In the past year, the exploration and production company, whose stock was delisted from the New York Stock Exchange, has sold one subsidiary and spun off another in Chapter 11 bankruptcy.
Tabor Center owner Callahan Capital Partners says Triangle owes $241,467 in past-due rent. It is seeking a court order that would force Triangle to vacate the office and pay the sum remaining on its lease, plus attorneys’ fees and interest.
Jonathan G. Pray and Gina L. Tincher with Brownstein Hyatt Farber Shreck are representing the landlord in the case, filed May 25. JLL brokers Andy Willson and Kevin Foley are the leasing agents at the Tabor Center.
Triangle Petroleum has been a tenant in the Tabor Center at 1200 17th St. since 2012, according to the lawsuit in Denver district court, starting with 12,000 square feet and scaling up to its current size by August 2014.
At the time, the firm’s shares were trading at a five-year high – between $11 and $12 per share. By yearend, they had dropped more than 50 percent.
By March 2016, Triangle was plotting to restructure in the face of low oil and gas prices, according to SEC filings.
Those plans came into focus in June 2016, when Triangle Petroleum opted to restructure a former exploration and production subsidiary in a Chapter 11 bankruptcy proceeding in Delaware. It then sold an oilfield services subsidiary in September.
The bankrupt subsidiary re-emerged in March 2017 as a private company called Nine Point Energy.
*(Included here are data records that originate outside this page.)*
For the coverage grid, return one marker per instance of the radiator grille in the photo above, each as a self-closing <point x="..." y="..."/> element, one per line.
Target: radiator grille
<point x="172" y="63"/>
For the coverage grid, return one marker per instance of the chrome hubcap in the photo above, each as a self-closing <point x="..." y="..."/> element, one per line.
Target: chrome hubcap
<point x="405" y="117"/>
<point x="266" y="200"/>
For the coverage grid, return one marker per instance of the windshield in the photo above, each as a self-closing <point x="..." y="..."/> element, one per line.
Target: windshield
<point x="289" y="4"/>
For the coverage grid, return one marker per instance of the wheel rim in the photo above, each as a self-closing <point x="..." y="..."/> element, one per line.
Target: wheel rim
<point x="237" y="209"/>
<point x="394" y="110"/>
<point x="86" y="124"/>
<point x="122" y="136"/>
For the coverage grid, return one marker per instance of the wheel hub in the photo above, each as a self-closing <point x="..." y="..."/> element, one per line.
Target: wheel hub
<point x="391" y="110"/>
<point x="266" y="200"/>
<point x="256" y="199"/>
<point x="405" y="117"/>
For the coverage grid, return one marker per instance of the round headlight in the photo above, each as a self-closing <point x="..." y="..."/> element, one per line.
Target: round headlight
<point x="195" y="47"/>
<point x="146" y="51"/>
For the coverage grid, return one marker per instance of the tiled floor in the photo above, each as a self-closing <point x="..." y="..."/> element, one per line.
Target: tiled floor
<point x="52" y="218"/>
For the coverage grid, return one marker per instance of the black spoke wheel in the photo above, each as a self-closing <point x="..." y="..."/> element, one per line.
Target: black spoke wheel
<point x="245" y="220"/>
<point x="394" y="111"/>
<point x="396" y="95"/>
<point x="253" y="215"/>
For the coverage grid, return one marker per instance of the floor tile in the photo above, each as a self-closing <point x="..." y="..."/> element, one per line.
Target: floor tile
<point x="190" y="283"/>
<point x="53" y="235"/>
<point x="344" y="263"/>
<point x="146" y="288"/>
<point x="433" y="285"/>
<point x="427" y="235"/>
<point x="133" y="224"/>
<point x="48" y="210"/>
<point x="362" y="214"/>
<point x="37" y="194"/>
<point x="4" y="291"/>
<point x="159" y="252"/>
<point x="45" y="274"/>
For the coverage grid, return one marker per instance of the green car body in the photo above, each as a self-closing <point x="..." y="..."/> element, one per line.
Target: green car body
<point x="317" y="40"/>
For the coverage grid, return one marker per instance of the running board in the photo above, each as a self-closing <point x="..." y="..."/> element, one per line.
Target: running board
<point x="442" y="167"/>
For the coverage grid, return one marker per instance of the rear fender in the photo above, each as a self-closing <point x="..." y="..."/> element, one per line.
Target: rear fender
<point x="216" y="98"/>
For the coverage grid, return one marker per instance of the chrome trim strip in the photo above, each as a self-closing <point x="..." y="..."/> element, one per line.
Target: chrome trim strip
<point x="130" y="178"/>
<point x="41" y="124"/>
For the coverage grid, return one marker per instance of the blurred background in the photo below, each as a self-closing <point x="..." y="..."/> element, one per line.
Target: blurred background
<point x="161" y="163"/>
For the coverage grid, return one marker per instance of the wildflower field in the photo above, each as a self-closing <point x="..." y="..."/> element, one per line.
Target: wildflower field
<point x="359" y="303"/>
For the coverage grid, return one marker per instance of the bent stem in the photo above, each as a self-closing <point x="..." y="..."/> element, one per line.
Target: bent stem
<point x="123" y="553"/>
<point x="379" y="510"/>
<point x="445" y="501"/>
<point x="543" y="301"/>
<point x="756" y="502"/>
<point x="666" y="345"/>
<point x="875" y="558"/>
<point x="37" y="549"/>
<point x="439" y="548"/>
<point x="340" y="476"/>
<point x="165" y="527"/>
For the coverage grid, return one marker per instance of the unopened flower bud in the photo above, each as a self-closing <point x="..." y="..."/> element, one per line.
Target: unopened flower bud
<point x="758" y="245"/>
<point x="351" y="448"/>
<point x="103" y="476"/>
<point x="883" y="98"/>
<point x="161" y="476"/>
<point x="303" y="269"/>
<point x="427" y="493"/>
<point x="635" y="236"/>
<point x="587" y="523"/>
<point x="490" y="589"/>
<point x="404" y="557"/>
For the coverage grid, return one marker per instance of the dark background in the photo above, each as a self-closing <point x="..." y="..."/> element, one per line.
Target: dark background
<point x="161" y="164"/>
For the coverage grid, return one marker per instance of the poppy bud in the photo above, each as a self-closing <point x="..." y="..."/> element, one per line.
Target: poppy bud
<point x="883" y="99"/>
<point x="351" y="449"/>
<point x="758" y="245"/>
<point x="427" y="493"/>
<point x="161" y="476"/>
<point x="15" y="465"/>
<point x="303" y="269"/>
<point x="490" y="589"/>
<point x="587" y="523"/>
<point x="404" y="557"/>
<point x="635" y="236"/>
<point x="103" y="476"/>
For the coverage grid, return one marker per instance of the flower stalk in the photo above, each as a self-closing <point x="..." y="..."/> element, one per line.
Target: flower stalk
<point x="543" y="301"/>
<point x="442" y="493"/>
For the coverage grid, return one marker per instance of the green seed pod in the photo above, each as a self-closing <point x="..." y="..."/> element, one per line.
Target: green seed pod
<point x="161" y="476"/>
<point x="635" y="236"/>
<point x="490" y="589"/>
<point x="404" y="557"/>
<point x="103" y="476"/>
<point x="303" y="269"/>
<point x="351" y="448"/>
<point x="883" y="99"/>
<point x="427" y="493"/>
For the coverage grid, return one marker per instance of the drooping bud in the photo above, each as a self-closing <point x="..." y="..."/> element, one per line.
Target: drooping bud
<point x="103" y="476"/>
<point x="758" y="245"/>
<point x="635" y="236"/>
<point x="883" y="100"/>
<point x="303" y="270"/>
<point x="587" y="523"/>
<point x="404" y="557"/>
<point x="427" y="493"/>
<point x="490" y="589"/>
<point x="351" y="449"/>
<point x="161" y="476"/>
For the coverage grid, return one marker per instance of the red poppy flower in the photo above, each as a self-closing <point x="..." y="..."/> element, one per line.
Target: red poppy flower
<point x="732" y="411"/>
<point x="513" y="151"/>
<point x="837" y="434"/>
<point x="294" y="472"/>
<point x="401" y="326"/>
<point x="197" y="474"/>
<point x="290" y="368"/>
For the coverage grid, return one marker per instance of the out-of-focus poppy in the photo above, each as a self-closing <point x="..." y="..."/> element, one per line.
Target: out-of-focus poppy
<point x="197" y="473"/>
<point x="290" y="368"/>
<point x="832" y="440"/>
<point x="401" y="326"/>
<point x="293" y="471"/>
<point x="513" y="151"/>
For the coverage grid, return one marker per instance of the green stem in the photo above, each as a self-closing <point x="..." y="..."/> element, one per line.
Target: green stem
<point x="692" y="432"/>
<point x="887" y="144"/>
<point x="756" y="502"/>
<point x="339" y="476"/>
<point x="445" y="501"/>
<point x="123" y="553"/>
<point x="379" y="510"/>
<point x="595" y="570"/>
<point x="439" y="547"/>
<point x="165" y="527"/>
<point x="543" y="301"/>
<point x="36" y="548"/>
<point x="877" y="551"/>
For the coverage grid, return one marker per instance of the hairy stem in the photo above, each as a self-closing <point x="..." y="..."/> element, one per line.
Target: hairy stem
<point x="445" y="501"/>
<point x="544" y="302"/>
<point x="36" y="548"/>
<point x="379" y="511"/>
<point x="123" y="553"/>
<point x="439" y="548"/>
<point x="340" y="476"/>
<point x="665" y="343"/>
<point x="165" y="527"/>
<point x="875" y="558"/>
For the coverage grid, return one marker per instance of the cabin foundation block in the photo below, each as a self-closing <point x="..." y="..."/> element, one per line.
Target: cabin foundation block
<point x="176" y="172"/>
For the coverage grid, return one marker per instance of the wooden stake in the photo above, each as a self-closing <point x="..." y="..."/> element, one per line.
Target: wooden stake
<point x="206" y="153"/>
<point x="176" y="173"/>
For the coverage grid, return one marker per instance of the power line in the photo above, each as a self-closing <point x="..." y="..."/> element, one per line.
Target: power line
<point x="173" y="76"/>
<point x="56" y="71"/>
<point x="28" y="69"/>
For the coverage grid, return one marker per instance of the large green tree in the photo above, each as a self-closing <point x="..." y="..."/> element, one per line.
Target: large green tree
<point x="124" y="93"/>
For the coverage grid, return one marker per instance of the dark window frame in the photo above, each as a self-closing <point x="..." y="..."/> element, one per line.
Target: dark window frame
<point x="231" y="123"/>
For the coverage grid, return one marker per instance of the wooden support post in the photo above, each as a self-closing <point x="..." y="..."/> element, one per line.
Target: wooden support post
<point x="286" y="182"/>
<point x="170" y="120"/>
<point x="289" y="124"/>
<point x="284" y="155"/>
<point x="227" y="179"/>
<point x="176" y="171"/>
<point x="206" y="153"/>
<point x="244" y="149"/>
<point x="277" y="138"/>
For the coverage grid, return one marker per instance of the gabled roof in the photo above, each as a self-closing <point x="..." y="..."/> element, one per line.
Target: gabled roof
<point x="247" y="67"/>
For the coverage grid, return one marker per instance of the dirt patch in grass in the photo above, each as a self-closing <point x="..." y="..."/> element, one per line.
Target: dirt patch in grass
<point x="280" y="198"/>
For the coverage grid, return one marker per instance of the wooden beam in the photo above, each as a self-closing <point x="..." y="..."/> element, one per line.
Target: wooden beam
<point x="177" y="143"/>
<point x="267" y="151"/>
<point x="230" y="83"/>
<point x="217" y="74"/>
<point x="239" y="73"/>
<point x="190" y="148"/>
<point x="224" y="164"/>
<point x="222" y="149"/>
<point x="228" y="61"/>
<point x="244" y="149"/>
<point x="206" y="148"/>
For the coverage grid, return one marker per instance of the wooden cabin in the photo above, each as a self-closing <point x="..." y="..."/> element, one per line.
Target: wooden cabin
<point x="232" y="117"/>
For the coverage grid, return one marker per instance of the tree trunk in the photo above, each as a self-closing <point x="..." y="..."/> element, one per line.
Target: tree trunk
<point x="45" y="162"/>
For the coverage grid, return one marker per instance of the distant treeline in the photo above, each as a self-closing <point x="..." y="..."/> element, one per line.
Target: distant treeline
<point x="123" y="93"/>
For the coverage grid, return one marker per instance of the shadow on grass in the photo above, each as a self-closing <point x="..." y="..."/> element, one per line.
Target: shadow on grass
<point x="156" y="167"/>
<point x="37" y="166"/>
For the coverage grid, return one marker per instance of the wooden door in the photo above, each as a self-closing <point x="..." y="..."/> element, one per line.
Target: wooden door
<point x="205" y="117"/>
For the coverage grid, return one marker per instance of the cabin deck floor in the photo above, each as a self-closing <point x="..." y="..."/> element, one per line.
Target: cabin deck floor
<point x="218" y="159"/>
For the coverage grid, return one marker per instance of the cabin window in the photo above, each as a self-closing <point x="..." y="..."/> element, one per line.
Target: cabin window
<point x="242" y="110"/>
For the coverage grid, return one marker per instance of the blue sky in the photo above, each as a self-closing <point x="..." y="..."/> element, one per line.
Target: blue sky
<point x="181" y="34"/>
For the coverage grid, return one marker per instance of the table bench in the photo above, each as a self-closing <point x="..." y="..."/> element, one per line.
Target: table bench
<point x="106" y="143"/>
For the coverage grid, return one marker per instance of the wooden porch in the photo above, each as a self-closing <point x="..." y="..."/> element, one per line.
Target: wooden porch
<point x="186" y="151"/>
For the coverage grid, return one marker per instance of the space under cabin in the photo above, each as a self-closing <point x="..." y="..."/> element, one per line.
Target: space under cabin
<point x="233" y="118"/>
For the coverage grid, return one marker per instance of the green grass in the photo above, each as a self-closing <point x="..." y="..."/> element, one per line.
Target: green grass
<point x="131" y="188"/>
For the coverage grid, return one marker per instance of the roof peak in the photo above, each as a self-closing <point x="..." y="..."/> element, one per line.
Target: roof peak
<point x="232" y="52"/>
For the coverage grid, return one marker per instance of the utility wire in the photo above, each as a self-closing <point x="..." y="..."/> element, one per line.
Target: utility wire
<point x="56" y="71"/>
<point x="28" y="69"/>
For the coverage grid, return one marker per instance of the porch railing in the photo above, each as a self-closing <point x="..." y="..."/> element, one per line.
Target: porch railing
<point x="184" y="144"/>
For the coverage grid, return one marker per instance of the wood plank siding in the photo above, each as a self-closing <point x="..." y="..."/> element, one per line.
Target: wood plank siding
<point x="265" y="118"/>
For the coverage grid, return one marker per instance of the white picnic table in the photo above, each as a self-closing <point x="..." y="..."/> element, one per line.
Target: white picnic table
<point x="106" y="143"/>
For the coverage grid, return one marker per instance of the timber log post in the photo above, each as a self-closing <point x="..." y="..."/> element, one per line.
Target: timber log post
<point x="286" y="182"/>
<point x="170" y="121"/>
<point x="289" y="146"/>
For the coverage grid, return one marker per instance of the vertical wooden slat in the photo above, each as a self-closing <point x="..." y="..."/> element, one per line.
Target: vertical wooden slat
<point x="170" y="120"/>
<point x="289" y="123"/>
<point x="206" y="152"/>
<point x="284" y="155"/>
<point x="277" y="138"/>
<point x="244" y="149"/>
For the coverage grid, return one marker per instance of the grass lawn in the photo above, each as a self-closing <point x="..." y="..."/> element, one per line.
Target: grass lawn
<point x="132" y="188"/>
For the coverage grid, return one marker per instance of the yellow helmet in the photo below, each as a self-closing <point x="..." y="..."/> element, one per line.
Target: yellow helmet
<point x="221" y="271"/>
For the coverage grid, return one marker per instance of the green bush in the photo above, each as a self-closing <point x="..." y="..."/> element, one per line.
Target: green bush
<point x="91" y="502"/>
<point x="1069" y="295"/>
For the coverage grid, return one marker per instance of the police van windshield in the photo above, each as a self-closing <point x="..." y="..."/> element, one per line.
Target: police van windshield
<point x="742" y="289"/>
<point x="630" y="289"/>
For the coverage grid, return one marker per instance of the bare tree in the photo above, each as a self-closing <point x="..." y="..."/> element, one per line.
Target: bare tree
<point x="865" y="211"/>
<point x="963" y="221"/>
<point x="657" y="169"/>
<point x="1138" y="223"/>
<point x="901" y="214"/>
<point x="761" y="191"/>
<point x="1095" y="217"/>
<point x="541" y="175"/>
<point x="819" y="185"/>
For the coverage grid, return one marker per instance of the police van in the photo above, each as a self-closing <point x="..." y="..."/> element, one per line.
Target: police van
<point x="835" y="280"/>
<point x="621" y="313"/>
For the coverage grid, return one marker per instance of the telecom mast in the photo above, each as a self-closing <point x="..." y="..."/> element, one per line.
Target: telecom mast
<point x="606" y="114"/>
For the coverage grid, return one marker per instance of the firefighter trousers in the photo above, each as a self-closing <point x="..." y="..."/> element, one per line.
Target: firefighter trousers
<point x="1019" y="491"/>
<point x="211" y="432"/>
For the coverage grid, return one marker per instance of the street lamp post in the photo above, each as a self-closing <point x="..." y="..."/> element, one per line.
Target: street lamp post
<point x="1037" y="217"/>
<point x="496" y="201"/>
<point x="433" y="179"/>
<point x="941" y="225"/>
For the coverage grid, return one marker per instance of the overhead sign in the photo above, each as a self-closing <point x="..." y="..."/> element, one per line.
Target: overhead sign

Triangle’s former CEO and COO resigned to take posts at Nine Point, which is headquartered at 1001 17th St. in Denver, according to its website.
The restructuring triggered the remainder of Triangle Petroleum to be delisted from the NYSE. Its stock was trading at $0.04 per share on Wednesday.
Triangle Petroleum and Nine Point Energy did not return messages seeking comment.
The Tabor Center markets office space at around $45 per square foot, per year.
Little is left of the Triangle that once traded on the NYSE. Out of four subsidiaries described in its annual report in December, three have been spun off, sold or shut down. It now lists just one business line on its website, a joint venture that processes water, crude oil and natural gas.
Last week, the company reported that a lender demanded payment of $154 million due on May 17. The company says it did not pay that sum on time.